Trente-quatre cas de leptospirose ont été déclarés en Guyane entre le 1er janvier et le 31 décembre 2024, selon le bulletin de Santé publique France publié le 22 décembre 2025. Parmi ces cas, 68 % étaient confirmés et 32 % probables, dans un contexte de mise en place récente de la déclaration obligatoire, effective depuis le 17 août 2023, qui invite à interpréter ces données avec prudence. Les personnes touchées présentaient un âge médian de 47 ans, avec une surreprésentation des 50-59 ans, et un sexe-ratio hommes/femmes de 1,36. La majorité des cas résidaient à Cayenne (17 cas) et Matoury (6 cas), devant Roura (3), Saint-Georges, Grand-Santi et Maripasoula (2 cas chacun).

Les symptômes se sont déclarés principalement entre mai et août, période correspondant aux mois les plus pluvieux. Les signes cliniques les plus fréquemment rapportés étaient la fièvre (79 %), les douleurs musculaires et articulaires (62 %) et les atteintes hépatiques (35 %). Plus d'un tiers des patients ont présenté une thrombopénie (38 %).

Un cas sur deux hospitalisés

Sur le plan de la gravité, 56 % des cas ont été hospitalisés, dont 18 % en réanimation, soit un tiers des personnes hospitalisées. Un décès a été recensé en 2024.

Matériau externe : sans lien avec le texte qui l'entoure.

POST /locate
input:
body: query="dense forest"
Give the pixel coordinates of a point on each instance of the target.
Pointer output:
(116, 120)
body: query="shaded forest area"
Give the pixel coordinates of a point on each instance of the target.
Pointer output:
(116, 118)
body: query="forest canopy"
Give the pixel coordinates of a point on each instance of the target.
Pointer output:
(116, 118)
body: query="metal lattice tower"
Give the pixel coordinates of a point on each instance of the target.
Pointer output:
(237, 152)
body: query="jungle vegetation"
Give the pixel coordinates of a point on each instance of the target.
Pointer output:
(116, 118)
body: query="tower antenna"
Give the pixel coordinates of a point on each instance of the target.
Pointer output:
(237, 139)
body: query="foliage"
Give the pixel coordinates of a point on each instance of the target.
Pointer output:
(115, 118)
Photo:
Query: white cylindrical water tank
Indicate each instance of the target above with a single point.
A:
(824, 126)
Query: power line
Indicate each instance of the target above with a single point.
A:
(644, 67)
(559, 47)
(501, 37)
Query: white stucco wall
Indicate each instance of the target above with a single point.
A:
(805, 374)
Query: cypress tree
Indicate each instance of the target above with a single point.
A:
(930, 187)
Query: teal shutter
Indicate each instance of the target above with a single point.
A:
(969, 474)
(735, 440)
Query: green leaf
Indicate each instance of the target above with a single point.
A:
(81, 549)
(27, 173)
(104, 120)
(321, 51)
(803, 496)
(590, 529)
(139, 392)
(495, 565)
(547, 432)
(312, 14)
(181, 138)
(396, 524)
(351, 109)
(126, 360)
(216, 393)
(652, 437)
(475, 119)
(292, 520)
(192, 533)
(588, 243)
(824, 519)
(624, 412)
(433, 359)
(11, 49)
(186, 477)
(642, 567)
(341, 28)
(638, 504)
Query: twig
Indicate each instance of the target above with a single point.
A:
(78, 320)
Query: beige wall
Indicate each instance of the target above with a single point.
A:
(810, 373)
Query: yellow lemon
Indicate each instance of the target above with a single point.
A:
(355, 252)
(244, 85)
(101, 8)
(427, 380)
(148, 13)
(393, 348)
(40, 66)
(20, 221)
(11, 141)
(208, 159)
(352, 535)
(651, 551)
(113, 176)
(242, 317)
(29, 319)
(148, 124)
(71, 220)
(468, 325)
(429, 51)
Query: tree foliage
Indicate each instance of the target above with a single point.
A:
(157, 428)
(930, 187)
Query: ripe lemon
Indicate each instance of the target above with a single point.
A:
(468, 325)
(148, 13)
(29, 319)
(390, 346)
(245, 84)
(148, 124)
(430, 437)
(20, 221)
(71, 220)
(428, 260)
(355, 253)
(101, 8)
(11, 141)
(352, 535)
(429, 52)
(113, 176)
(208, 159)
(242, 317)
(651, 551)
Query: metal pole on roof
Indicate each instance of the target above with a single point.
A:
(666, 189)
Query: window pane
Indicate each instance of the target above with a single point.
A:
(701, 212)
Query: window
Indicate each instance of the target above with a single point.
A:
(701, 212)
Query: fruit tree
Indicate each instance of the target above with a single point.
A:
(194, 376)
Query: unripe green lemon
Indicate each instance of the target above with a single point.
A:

Les expositions à risque mettent en évidence un contact avec des rongeurs au domicile ou sur le lieu de travail dans 56 % des cas. Parmi les activités à risque pratiquées dans les 21 jours précédant les symptômes, 26 % des patients déclaraient marcher pieds nus à l'extérieur, 18 % pratiquer des activités agricoles ou de jardinage, et 9 % un contact avec de l'eau douce.

Santé publique France souligne que ces chiffres constituent une sous-estimation probable de la situation réelle, la sous-déclaration ne permettant ni d'estimer un taux d'incidence fiable ni de suivre précisément l'évolution de la maladie. L'agence insiste sur la nécessité de renforcer la déclaration des cas par les cliniciens et biologistes, ainsi que les actions de prévention ciblées avant et pendant la saison des pluies, notamment auprès des populations les plus exposées.